We are safe after we see the E bit set to one (queue empty) after the
reset. Above I describe the scenarios where we don't wait for that to
happen (in scenario 3 because it won't happen because the card is gone,
and in the other two because of the implemented timeouts).

> 
> > 
> > So my concerns basically boil down to are the cumulative timeouts big enough
> > so we never time out (including are timeouts really the way to go)?
> > 
> > We should probably take any discussion about from which point on is it safe
> > to assume that NIB and GISA won't be poked by HW offline as the guys
> > without documentation can't contribute.
> 
> Just a couple of thoughts. The only reason the vfio_ap driver is
> concerned with interrupts is because it is intercepting the PQAP(AQIC)
> instruction. Shouldn't enabling and disabling interrupts, therefore, be 
> solely under the control of the guest? In other words, maybe the vfio_ap
> driver should only allocate/deallocate the interrupt controls (i.e., the
> NIB and GISA) in response to PQAP(AQIC) interception.

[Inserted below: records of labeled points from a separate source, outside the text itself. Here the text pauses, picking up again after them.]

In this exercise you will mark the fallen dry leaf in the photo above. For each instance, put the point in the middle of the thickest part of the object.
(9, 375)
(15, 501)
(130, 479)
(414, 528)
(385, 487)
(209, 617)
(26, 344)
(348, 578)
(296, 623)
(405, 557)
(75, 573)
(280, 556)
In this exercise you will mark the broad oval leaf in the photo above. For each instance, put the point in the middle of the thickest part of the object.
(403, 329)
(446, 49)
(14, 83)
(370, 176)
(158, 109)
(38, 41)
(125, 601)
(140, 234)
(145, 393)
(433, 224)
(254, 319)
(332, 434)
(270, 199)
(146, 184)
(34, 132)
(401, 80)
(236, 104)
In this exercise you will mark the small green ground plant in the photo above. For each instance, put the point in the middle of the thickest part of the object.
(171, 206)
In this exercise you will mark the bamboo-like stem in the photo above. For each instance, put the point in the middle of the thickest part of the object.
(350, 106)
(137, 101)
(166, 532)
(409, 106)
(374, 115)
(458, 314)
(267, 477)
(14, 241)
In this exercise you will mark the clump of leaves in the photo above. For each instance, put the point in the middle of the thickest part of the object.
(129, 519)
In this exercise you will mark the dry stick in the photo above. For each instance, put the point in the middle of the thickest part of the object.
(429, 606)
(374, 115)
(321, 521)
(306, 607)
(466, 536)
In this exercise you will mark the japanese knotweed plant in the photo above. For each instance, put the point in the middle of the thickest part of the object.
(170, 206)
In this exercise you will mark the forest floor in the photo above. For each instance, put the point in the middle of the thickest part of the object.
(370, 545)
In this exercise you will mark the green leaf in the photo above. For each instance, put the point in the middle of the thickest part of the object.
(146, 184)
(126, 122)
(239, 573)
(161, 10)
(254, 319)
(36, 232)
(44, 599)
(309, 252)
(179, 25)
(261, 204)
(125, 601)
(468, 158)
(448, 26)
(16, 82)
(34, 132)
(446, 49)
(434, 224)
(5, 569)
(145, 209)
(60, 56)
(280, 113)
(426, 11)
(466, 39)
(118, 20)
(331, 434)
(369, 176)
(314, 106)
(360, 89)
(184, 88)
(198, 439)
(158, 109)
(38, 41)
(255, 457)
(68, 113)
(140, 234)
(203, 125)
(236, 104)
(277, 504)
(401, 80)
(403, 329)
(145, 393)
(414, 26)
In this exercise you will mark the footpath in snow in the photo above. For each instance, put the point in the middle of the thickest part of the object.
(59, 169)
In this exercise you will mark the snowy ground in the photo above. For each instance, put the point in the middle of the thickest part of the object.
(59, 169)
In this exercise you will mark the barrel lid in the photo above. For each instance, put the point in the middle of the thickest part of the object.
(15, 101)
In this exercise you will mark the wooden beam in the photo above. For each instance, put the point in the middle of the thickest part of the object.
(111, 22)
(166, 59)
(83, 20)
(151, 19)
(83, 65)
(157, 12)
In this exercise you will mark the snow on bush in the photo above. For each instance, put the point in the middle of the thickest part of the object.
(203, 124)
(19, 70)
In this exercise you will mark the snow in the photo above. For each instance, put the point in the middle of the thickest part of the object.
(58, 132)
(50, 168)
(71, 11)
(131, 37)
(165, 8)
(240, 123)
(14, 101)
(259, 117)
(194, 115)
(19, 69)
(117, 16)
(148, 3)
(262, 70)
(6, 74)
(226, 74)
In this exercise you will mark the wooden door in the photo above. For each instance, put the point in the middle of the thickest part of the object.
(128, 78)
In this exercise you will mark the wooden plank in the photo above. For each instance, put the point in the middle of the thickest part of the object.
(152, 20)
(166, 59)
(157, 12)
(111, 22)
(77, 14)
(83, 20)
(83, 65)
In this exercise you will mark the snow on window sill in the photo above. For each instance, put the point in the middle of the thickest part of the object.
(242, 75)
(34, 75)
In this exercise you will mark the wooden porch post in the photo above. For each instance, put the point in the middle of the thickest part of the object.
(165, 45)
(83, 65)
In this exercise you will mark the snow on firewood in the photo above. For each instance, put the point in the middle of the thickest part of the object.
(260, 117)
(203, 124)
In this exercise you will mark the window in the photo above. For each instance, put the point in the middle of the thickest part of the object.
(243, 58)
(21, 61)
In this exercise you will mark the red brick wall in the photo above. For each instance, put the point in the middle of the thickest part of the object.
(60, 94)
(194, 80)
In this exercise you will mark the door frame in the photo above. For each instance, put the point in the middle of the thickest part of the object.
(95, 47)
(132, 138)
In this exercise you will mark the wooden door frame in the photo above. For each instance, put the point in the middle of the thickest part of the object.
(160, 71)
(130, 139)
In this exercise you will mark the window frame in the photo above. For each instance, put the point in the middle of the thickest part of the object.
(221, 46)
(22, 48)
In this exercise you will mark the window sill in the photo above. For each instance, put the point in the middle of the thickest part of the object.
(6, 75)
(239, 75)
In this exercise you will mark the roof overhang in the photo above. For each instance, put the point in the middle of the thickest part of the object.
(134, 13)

GISA is a 1 per guest entity in the hypervisor. The NIB is a byte of the
guest memory.

> When the guest
> shuts down, I assume that the PQAP(AQIC) will be executed to disable
> interrupts. 

I would not assume that.

> The driver can do a final cleanup if the NIB and GISA when
> the mdev fd is released by the guest if they are still hanging around.
> 

You have to also consider stuff like subsystem resets. Yes the last line
of defense should be release(). This is what we do today AFAIU.

Regards,
Halil